Cutting ties with my long hair

For years, I thought I wouldn’t be me without the long, dirty blonde hair I was known for among my friends and family.


Growing up in a small town with less than 4,000 people in rural southern Delaware, it was difficult to discover my own identity. 

I enjoyed the company of the people around me, but I never felt like I was one of them, always believing I deserved more than backroads and farm fields. I desperately searched for ways to express myself and become my own person while living in a community where everyone else seemed to think one-dimensionally.

When I was five years old, I came across CBS’ NFL Sunday coverage while sitting on the living room floor, five inches in front of my old box television set, when I noticed something that stood out: No. 43 on the  Pittsburgh Steelers had long, curly hair. 

The player, Troy Polamalu, ended his career as one of the best defensive players in NFL history, but at the time, I just noticed his hair flopping from under his helmet. 

“Boys don’t have long hair,” I thought to myself when I first saw Polamalu on the pixelated screen. 

In my town, most boys kept their hair short. That little boy looking up at the television just discovered the perfect way to become his own person.

I immediately told my mom I wanted to have long hair. My mom, unlike most people in my hometown, lovingly obliged, like she always did.

As the months went on, I finally felt strands of hair pass the side of my face and eventually graze the tips of my shoulders. I loved putting it up, braiding it and discovering new ways to show it off. I was finally content with my individuality.

While I was growing out my hair, my parents were going through a rough divorce. I spent my nights hiding in my room hoping the yelling downstairs would stop. My weekends went from road trips and family movie nights to hauling all my stuff out of my bedroom to stay with my mom at my grandparents’ house. 

When I’d periodically visit my father’s side of the family, who were less accepting of my style, I was constantly pressured to cut my hair. 

“You look like a little girl,” my father and his dad always told me. “You should look like a man, not a woman!”

Surprisingly, I remained confident about my long hair, as my mom gave me the reassurance I needed to let their ignorant comments serve as nothing more than background noise.

But one day while sitting behind the counter of my father’s family’s business, a customer mistakenly called me a little girl.
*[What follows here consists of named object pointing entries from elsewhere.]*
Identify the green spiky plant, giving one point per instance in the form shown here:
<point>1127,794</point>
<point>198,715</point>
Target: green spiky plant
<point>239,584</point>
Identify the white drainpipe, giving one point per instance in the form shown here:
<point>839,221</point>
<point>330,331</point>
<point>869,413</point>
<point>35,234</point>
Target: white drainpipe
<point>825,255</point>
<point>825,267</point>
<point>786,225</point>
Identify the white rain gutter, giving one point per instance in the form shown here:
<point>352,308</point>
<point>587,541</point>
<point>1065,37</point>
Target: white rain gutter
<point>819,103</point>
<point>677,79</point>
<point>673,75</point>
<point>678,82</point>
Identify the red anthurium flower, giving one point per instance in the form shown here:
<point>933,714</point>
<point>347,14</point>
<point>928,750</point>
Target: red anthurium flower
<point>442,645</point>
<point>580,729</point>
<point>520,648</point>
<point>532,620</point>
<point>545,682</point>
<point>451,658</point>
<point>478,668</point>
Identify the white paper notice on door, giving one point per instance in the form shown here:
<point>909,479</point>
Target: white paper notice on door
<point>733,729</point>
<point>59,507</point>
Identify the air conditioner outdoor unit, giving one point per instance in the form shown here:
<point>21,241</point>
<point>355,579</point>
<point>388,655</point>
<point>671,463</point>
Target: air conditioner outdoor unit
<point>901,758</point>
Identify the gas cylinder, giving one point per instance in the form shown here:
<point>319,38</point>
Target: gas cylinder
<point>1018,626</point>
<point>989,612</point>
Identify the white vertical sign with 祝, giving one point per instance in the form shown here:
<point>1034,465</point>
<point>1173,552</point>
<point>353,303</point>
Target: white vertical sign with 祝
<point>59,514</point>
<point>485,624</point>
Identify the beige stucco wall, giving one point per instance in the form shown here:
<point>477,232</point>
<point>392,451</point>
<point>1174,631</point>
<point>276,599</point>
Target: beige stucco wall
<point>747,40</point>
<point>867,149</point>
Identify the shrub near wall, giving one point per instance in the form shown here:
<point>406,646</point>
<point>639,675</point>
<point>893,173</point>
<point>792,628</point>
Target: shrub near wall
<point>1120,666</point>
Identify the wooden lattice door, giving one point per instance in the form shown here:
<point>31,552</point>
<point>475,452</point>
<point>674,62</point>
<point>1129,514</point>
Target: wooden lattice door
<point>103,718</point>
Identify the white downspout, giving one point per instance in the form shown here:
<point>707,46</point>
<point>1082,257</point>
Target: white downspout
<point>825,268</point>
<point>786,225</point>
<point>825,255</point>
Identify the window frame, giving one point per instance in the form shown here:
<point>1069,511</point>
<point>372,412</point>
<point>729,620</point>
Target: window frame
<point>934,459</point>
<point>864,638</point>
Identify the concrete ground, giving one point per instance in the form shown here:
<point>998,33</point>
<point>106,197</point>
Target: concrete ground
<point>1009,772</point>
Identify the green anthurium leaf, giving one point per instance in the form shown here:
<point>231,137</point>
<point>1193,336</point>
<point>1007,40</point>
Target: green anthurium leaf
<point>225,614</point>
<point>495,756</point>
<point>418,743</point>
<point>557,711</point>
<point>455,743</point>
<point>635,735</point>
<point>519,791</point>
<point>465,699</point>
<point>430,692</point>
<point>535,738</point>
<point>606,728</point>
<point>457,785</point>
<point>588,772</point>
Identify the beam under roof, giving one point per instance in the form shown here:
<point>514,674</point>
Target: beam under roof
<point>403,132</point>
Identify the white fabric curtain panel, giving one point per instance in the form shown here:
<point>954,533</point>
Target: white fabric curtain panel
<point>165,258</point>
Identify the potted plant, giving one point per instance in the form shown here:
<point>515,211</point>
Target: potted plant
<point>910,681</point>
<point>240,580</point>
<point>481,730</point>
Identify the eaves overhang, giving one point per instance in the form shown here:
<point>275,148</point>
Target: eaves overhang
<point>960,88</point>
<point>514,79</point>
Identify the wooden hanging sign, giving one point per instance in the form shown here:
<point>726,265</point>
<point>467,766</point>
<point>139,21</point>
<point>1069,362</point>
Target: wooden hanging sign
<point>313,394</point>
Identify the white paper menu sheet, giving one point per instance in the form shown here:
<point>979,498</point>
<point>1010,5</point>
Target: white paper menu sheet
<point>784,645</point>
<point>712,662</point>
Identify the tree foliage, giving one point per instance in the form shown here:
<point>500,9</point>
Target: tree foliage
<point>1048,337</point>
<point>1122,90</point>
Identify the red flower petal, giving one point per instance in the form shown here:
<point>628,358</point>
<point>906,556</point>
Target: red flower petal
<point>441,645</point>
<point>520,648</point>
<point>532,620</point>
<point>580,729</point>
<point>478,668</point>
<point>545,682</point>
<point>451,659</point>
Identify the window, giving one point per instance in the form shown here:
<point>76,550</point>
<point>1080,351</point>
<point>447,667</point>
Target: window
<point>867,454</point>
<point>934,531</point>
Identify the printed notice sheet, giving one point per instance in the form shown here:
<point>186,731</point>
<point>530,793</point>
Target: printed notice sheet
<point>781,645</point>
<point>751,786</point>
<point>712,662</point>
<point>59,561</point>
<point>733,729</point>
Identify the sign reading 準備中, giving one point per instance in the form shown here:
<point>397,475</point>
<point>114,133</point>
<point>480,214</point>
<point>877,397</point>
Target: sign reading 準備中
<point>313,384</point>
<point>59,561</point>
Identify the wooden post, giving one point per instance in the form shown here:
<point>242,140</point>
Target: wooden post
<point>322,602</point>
While it was surely just an honest mistake, I felt self-conscious about my long hair for the first time. 

“Do I actually look like a little girl?” my confused 10-year-old self wondered.
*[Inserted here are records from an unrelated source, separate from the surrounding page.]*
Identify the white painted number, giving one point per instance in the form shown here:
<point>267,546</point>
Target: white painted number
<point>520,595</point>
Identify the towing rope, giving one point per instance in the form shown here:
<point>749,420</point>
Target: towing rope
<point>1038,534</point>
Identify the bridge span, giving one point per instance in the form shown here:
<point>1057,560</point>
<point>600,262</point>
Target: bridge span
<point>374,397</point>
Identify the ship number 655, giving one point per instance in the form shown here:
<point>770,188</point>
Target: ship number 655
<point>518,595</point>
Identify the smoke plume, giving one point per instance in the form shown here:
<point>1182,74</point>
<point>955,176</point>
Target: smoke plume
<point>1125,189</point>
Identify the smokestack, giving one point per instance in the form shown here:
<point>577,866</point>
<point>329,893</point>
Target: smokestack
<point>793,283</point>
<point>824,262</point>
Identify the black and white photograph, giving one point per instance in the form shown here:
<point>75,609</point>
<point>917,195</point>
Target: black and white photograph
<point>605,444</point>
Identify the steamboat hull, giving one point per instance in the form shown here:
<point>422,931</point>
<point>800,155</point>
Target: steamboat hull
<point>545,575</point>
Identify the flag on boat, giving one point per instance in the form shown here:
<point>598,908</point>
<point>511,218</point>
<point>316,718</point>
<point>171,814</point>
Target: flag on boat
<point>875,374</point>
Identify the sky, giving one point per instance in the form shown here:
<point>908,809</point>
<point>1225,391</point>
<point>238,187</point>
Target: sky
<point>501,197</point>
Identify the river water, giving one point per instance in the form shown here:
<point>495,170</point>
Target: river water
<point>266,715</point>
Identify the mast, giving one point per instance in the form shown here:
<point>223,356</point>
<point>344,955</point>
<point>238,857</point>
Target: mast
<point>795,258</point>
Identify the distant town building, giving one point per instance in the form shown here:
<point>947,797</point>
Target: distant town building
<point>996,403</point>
Despite my uncertainty, I still loved my long hair because it allowed me to express myself, and I began to embrace it again until my father’s dad took me to get a “hair trim.” He assured me no length would be taken off and it was just to maintain healthy hair growth. 

However, the haircut was taking longer than it should for a regular trim. Before I knew it, clumps of my long hair were on the floor, leaving me heartbroken.
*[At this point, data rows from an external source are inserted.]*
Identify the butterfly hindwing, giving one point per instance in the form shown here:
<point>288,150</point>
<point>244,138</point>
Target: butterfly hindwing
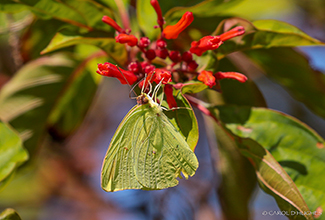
<point>161,153</point>
<point>117,170</point>
<point>146,152</point>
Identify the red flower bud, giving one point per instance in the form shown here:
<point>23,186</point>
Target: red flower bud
<point>150,54</point>
<point>162,53</point>
<point>231,75</point>
<point>126,39</point>
<point>156,6</point>
<point>135,67</point>
<point>237,31</point>
<point>162,75</point>
<point>112,23</point>
<point>207,78</point>
<point>161,44</point>
<point>204,44</point>
<point>110,70</point>
<point>192,65</point>
<point>144,42</point>
<point>172,31</point>
<point>168,90</point>
<point>187,56</point>
<point>175,56</point>
<point>213,42</point>
<point>150,77</point>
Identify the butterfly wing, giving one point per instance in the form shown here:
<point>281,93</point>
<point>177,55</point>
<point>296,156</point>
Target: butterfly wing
<point>117,170</point>
<point>146,152</point>
<point>161,153</point>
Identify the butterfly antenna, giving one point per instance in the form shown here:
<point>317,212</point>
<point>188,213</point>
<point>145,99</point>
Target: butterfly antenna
<point>132,88</point>
<point>149,82</point>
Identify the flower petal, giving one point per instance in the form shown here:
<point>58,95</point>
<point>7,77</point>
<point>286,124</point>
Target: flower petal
<point>110,70</point>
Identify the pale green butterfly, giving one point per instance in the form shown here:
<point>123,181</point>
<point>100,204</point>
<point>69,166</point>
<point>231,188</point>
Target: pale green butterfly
<point>146,151</point>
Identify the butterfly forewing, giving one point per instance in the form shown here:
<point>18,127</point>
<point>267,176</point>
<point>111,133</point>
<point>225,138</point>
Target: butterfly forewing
<point>117,170</point>
<point>146,152</point>
<point>161,153</point>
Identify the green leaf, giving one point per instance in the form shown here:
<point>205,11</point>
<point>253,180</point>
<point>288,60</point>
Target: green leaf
<point>12,153</point>
<point>298,148</point>
<point>27,99</point>
<point>252,9</point>
<point>234,168</point>
<point>9,214</point>
<point>72,106</point>
<point>202,9</point>
<point>37,36</point>
<point>85,14</point>
<point>263,34</point>
<point>114,50</point>
<point>291,69</point>
<point>193,87</point>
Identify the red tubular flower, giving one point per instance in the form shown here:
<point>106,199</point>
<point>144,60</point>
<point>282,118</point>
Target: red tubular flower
<point>126,39</point>
<point>110,70</point>
<point>207,78</point>
<point>213,42</point>
<point>231,75</point>
<point>150,77</point>
<point>156,6</point>
<point>204,44</point>
<point>168,90</point>
<point>162,75</point>
<point>172,31</point>
<point>112,23</point>
<point>237,31</point>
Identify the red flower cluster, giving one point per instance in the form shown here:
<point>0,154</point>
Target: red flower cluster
<point>179,66</point>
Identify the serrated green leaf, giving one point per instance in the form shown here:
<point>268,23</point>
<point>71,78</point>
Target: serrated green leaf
<point>234,168</point>
<point>114,50</point>
<point>253,9</point>
<point>193,87</point>
<point>201,8</point>
<point>291,69</point>
<point>9,214</point>
<point>298,148</point>
<point>27,99</point>
<point>37,36</point>
<point>12,152</point>
<point>263,34</point>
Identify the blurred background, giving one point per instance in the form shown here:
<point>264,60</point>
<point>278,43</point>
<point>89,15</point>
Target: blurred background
<point>63,182</point>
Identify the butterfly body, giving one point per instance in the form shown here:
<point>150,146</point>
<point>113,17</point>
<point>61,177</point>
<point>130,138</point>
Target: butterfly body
<point>147,151</point>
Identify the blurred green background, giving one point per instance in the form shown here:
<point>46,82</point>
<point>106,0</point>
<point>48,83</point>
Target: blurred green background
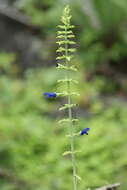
<point>31,141</point>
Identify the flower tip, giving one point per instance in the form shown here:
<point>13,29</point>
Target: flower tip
<point>50,94</point>
<point>84,131</point>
After this moment of betrayal, I promised myself to protect and fight for my long hair, never cutting it unless I wanted to. During high school, my hair varied in length. Sometimes it just passed my ears, other times it grazed the tips of my shoulders, but it was always long. 

When I got to college, my hair became a major hassle and difficult to manage, but I was too afraid to cut it because I thought my personality was dependent on my long hair and without it, I lost my individuality.

In early April, while sitting in my room, I impulsively grabbed a pair of scissors and went into the bathroom to cut a couple inches of my hair. My heart broke as I watched strands of hair fall, but for some reason, I didn’t regret it. 

Still, I was too afraid to cut above my ears and my hair quickly grew back, already approaching my shoulders after a month. Despite feeling like I took a significant leap, I was right back where I was prior to cutting it. I questioned why seemingly meaningless pieces of hair bothered me so much, and I knew it was time I cut it for good. 

In August, I walked into a salon in Philadelphia and showed the stylist a picture of a cut above the ears for the first time in years. In just 15 minutes, my long hair was gone.

Half of me felt at peace. It was freeing to know I wouldn’t have to manage my long hair anymore. 

The other half of me felt like I let the seven-year-old version of myself down. The version of myself that promised to fight for my long hair after being betrayed. For years, my long hair was a way to express myself and stand out from others.

As weeks went by, I finally got comfortable with my short hair. I realized that, despite no longer having long hair, I could still be my unique self. 

I appreciate my journey with my hair for allowing me to express myself and become my own person. The version of myself my family and friends have grown to love will remain and continue to grow — regardless of how long my hair is.